Chapter 15. Navigating Between Screens

Routing is an essential part of any React web application. Without a router, the pages that correspond to URLs would be impossible to manage, making your application impossible to scale. React Native applications don't have URLs that map to pages, but you can implement navigation that's conceptually similar to routing URLs to pages.

We'll get started by thinking about how to divide a mobile application into screens and introduce the common terminology that's used with React Native navigation. Then we'll walk through several examples that demonstrate the navigational abilities of React Native.

Screen organization

Thinking in terms of screens is easy in web applications because you have a URL that points to each screen. Put differently, URLs make thinking about screen organization natural and easy. Take the URLs away and suddenly screen organization becomes more difficult.
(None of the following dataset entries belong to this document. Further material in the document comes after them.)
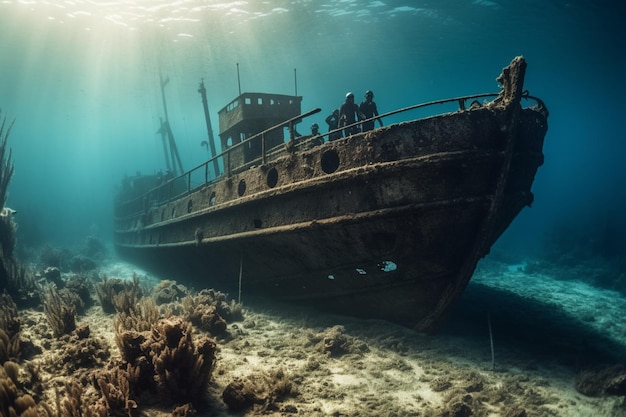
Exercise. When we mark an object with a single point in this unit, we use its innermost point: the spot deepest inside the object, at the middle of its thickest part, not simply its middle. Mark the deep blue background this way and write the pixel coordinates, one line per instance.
(82, 82)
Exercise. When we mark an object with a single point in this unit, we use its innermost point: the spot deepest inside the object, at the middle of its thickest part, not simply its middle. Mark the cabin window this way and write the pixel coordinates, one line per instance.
(387, 266)
(241, 189)
(330, 161)
(272, 177)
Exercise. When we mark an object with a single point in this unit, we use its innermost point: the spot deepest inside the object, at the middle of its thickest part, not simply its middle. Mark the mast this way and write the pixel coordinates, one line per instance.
(209, 129)
(163, 132)
(165, 127)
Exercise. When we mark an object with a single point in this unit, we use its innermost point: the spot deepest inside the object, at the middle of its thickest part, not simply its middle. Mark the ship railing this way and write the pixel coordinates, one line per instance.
(200, 175)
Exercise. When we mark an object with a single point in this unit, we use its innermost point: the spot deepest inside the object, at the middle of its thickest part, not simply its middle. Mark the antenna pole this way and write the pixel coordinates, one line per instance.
(238, 79)
(207, 117)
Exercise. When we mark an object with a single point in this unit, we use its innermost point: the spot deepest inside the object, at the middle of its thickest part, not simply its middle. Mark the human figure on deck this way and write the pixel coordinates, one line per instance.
(369, 110)
(333, 123)
(349, 114)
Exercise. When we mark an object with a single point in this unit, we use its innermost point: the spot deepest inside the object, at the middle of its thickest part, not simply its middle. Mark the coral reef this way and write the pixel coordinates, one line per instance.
(115, 386)
(166, 360)
(168, 292)
(81, 351)
(13, 401)
(335, 342)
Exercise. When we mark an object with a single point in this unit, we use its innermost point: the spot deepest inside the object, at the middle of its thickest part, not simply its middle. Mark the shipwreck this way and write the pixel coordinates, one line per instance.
(386, 224)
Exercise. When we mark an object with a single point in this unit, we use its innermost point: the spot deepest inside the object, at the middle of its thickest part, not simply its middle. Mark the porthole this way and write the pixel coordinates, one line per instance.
(241, 189)
(272, 178)
(330, 161)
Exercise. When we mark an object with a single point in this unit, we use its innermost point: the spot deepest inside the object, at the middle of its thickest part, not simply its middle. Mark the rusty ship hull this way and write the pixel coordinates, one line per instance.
(386, 224)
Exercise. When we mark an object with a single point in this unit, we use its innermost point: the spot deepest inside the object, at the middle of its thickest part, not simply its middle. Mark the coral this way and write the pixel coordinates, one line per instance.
(116, 392)
(165, 358)
(210, 310)
(182, 368)
(73, 404)
(83, 351)
(118, 295)
(61, 315)
(334, 342)
(203, 315)
(185, 410)
(9, 329)
(21, 284)
(169, 291)
(14, 402)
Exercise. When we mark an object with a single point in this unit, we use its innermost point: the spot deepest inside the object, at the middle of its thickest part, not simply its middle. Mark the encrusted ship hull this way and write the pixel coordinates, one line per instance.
(385, 224)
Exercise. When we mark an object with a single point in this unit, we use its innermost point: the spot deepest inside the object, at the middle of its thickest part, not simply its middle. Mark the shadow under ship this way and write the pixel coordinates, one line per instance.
(386, 224)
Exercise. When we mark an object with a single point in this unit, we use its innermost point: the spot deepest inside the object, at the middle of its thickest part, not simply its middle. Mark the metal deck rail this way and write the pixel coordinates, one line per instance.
(199, 176)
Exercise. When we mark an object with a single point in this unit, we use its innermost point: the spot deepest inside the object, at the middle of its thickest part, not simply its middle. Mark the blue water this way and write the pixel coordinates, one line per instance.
(82, 81)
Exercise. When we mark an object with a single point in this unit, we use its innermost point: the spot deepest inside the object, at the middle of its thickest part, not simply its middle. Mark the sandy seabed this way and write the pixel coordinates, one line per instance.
(545, 331)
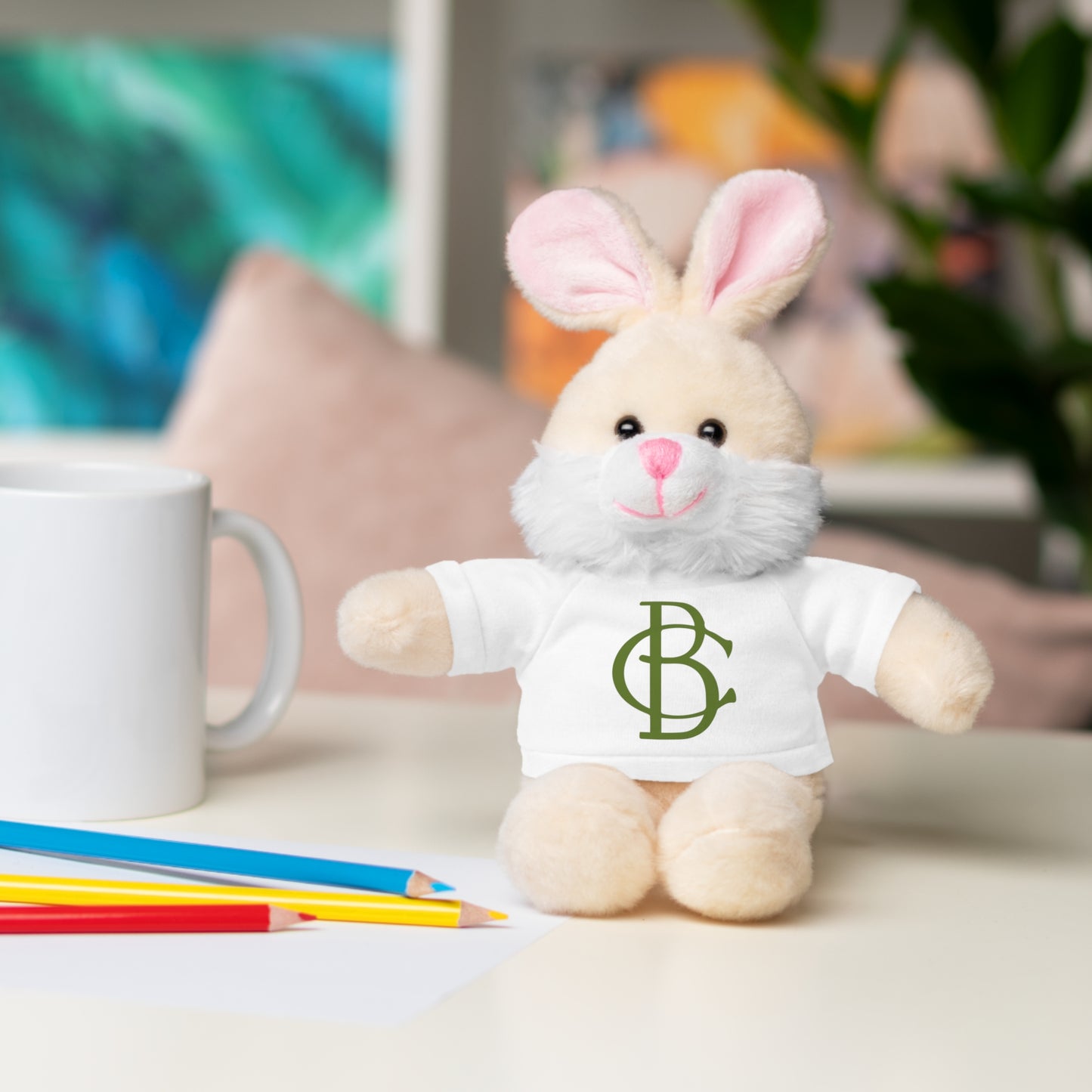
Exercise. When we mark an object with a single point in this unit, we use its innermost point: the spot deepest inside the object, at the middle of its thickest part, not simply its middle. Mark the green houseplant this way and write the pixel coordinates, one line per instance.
(1016, 382)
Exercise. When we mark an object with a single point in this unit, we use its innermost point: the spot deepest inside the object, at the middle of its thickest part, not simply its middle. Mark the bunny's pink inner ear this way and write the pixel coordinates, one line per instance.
(761, 228)
(576, 255)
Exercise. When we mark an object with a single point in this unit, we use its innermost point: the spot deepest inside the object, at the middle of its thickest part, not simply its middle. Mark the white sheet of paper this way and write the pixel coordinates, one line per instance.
(331, 971)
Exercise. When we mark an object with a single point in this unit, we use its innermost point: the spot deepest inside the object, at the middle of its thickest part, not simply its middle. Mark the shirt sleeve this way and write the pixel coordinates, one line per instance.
(498, 611)
(846, 614)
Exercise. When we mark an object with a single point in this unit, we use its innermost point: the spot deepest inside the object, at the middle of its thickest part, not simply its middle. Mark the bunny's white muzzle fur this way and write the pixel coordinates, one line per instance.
(667, 503)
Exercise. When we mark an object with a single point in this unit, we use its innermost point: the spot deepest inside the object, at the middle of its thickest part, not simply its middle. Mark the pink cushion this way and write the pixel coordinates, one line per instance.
(360, 453)
(365, 456)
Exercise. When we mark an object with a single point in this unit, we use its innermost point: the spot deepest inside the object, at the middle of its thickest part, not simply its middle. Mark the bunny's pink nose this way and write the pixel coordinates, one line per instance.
(660, 458)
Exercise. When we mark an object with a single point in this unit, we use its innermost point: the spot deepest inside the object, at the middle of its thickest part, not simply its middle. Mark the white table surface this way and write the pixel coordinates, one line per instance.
(947, 944)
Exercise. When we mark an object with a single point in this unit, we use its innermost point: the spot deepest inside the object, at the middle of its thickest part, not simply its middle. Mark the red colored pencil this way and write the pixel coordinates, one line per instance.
(243, 917)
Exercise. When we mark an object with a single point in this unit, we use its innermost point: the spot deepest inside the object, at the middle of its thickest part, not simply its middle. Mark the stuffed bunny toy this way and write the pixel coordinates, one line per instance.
(670, 633)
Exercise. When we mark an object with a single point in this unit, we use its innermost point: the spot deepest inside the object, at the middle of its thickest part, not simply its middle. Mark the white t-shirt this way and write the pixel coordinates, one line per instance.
(667, 679)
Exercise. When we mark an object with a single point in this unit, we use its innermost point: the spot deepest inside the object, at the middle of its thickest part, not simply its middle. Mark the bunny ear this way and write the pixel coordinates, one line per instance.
(583, 260)
(756, 246)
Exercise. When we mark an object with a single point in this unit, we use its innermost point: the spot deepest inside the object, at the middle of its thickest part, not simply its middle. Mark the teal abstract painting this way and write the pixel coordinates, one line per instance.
(132, 174)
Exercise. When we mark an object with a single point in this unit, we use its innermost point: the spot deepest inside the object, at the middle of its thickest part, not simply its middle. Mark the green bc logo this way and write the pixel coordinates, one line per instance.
(657, 660)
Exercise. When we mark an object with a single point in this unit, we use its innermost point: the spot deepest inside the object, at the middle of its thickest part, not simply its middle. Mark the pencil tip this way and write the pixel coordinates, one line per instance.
(281, 918)
(470, 914)
(421, 885)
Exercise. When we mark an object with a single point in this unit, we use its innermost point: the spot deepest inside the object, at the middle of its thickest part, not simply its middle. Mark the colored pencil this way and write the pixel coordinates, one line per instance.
(326, 905)
(242, 917)
(193, 856)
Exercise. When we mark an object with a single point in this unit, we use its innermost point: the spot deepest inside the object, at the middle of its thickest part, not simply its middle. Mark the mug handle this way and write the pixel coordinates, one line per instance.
(285, 642)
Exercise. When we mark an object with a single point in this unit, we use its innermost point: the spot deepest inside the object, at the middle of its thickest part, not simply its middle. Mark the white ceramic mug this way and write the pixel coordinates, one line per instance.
(104, 608)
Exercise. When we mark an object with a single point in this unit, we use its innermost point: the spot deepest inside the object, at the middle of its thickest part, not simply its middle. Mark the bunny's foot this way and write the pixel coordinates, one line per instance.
(581, 840)
(735, 846)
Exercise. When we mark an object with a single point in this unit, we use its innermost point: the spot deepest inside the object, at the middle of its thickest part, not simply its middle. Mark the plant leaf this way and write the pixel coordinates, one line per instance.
(970, 29)
(1040, 93)
(793, 25)
(972, 363)
(1010, 198)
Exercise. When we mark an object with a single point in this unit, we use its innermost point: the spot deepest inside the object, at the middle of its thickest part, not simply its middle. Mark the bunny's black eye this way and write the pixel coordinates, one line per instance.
(713, 432)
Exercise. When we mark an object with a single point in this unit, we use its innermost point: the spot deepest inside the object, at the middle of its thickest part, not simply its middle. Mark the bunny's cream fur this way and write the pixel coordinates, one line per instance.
(734, 843)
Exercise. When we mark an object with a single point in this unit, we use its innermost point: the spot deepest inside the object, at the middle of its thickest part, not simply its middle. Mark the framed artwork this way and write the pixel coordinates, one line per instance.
(663, 135)
(130, 176)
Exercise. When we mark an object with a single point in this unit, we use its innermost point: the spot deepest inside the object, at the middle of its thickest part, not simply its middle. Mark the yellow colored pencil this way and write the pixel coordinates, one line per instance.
(326, 905)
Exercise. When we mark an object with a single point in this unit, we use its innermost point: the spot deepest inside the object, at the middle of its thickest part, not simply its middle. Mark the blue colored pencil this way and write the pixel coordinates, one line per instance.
(215, 858)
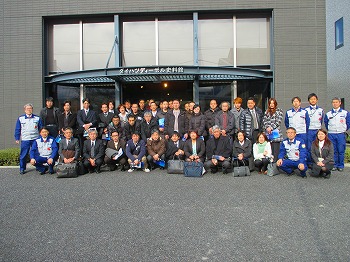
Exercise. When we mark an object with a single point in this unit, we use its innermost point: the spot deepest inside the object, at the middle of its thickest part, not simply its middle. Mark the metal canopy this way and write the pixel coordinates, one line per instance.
(157, 74)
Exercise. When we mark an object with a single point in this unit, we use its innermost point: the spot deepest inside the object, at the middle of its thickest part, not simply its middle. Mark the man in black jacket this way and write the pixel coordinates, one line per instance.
(176, 120)
(218, 151)
(49, 117)
(210, 115)
(93, 152)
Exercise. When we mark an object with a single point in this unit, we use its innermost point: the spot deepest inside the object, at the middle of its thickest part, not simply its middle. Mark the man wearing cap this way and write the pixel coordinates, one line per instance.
(136, 153)
(49, 117)
(27, 129)
(337, 122)
(218, 150)
(293, 154)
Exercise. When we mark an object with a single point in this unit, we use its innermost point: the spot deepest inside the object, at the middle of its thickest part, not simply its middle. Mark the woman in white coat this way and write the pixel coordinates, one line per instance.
(262, 153)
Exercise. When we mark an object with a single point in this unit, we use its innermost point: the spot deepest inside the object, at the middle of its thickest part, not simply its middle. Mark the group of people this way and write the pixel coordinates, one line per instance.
(139, 136)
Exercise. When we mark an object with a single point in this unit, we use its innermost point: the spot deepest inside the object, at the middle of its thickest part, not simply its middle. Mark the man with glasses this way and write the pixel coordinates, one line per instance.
(27, 129)
(115, 153)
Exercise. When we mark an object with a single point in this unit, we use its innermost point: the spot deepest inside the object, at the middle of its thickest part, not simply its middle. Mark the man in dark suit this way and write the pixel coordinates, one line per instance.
(218, 150)
(68, 146)
(67, 118)
(176, 120)
(93, 152)
(86, 119)
(175, 147)
(104, 119)
(113, 155)
(225, 120)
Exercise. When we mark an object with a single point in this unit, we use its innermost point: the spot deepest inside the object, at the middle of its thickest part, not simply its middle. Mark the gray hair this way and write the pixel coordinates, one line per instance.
(92, 130)
(216, 127)
(147, 113)
(31, 105)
Imagine trying to build screen transitions in a mobile application without the page abstraction that we take for granted in web interfaces. You would have to build your own abstraction that ensures that each component for each screen is rendered, and subsequently removed once the user moves away from the page. Not ideal.

But, you really want to work with some kind of page because that's what you're used to working with when building React applications for the web, right? In the following section, we'll cover the terminology used in React Native that helps make this happen. The real challenge is simply coming up with the correct screens. It's challenging because there aren't URLs in the traditional sense. However, just pretend that there are URLs; this will help you decompose your app content into the correct screens.